With a trio of outstanding performances from its three leading ladies, Circle Players’ production of The Color Purple is a prime example of the heights community theater can achieve through an artful blending of ambition, creativity and strong casting choices. Presented in collaboration with Tennessee State University’s theatre program, the musical retains all the heartfelt emotion, the enduring beauty and the constant reminder that the heart is indeed larger than the world in which it exists that we first experienced in Alice Walker’s remarkable novel, then later in Stephen Spielberg’s deeply affecting film adaptation.
Under the clear and focused direction of Tim Larson and Clay Hillwig, who heretofore separately have provided Nashville audiences with a number of impressive theatrical adventures, this evocation of The Color Purple is made all the more appealing by its trio of leading ladies—LaToya Gardner as Celie, J. Karen Thomas as Shug Avery and Cristina Fentress as Sofia—each of whom deliver terrific performances that are made all the more compelling and relevant when compared to the other actresses who have come before them to bring these beloved characters to life.
Gardner, who this year has added some of musical theater’s most electrifying roles to her resume (including her recent star turn in Circle Players’ Aida and her appearances in Crowns and Caroline, or Change), completely cloaks herself in the character of Celie, resulting in a moving performance that is startling in its intensity, heartbreakingly genuine in its delivery. The beautiful Gardner somehow makes herself plain to play the self-effacing Celie, capturing her character’s ability to hope and dream even in the deepest haunts of despair. Her superb and believable interactions with her co-stars give further proof that Gardner is one of Nashville’s finest actresses and her rendition of Celie’s anthemic “I’m Here” is as soul-stirring as ever in her capable hands.
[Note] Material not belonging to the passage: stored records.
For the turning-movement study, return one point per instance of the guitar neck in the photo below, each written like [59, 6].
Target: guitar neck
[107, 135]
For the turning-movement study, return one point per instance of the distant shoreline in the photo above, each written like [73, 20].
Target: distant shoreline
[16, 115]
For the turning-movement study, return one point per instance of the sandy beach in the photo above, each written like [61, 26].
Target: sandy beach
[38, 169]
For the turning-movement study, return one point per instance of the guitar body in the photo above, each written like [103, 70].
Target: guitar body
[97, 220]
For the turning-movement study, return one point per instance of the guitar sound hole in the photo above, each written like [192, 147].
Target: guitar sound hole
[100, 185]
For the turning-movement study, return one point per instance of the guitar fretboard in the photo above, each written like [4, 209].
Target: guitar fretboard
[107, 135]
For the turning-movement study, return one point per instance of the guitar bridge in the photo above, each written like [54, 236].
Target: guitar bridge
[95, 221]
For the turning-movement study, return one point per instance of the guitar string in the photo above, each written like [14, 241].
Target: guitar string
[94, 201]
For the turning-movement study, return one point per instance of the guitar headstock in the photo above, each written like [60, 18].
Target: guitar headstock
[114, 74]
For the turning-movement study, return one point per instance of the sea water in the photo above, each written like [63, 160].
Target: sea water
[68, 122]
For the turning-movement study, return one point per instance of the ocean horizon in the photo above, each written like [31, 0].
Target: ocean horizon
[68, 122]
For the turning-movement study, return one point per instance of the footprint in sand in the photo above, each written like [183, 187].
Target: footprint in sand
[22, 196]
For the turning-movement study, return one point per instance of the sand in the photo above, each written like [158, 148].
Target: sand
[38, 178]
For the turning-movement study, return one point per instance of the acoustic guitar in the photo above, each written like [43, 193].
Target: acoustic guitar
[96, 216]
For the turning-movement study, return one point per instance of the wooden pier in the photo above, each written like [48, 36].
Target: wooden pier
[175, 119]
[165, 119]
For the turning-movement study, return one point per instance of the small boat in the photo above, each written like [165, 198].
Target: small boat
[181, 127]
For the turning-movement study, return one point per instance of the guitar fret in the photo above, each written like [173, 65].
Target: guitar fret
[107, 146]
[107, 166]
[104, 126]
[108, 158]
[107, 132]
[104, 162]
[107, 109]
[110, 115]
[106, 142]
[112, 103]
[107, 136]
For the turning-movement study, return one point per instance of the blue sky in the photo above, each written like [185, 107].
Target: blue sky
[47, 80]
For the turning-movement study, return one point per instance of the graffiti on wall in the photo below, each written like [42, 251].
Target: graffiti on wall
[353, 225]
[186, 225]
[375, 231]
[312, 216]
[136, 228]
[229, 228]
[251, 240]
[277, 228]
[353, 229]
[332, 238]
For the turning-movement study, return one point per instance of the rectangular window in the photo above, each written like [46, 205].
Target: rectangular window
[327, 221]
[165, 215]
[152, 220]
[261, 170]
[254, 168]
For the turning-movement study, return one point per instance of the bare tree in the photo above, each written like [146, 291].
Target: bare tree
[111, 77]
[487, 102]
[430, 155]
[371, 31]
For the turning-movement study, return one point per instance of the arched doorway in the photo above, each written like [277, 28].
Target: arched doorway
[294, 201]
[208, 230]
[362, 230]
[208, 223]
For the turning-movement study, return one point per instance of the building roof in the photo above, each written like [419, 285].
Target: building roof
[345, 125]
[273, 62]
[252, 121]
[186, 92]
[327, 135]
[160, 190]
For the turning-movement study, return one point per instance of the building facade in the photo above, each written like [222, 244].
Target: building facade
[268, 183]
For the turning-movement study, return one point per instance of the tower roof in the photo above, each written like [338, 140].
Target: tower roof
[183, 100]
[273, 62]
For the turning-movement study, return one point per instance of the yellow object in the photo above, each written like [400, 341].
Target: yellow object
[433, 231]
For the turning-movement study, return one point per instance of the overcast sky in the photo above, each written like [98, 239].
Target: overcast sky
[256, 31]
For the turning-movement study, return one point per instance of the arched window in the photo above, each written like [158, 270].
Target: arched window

As the sexy, sensual and vampy Shug Avery, Thomas makes a return to the Nashville stage after far too long an absence in a role that seems tailor-made for her. Her tremendous stage presence makes her the ideal choice to play Shug and she exudes a confidence that allows her to play the character’s lowest points and her greatest heights with nary a sense of false theatricality. Thomas’ performance of “Push Da Button” is as good as any we’ve heard since the show debuted on Broadway in 2005. Thomas, who is cast as a recurring character on ABC’s Nashville television series, previously made a name for herself on the Nashville stage some years ago prior to a move to the West Coast.
As good as both Gardner and Thomas are, however, it’s Fentress’ irascible Sofia who very nearly steals the show from her estimable co-stars. From her very first onstage appearance—when the confident Sofia comes a’calling at Mister’s farm, her big belly arriving before she does—Fentress takes on her role with a graceful self-assurance that recalls Oprah Winfrey’s in the movie while making the role her on. Throughout the rest of the show, Fentress’ quick wit and surefooted movements ensure that Sofia will endear herself to the audience.
Cast as the primary men in the company, James Rudolph (as Mister) and Justin Boyd (as Harpo) deliver finely delineated portrayals that go beyond the script-bound conventions to create genuinely effective characters. As a longtime member of the local theater community, it’s wonderful to see Rudolph taking on the challenge of portraying such an unlikable character (who, truth be told, morphs into so much more than you might expect if your only reference is the movie version of the story) with a sense of grace. He excels, proving himself much more adept an actor than other roles have allowed. Boyd is perfectly cast as Harpo, playing him with a blend of boyish charm and gullibility and a man’s notion of what it means to be a man in the world in which he lives. Both actors shine in their onstage relationships with the trio of powerful female figures created by Walker.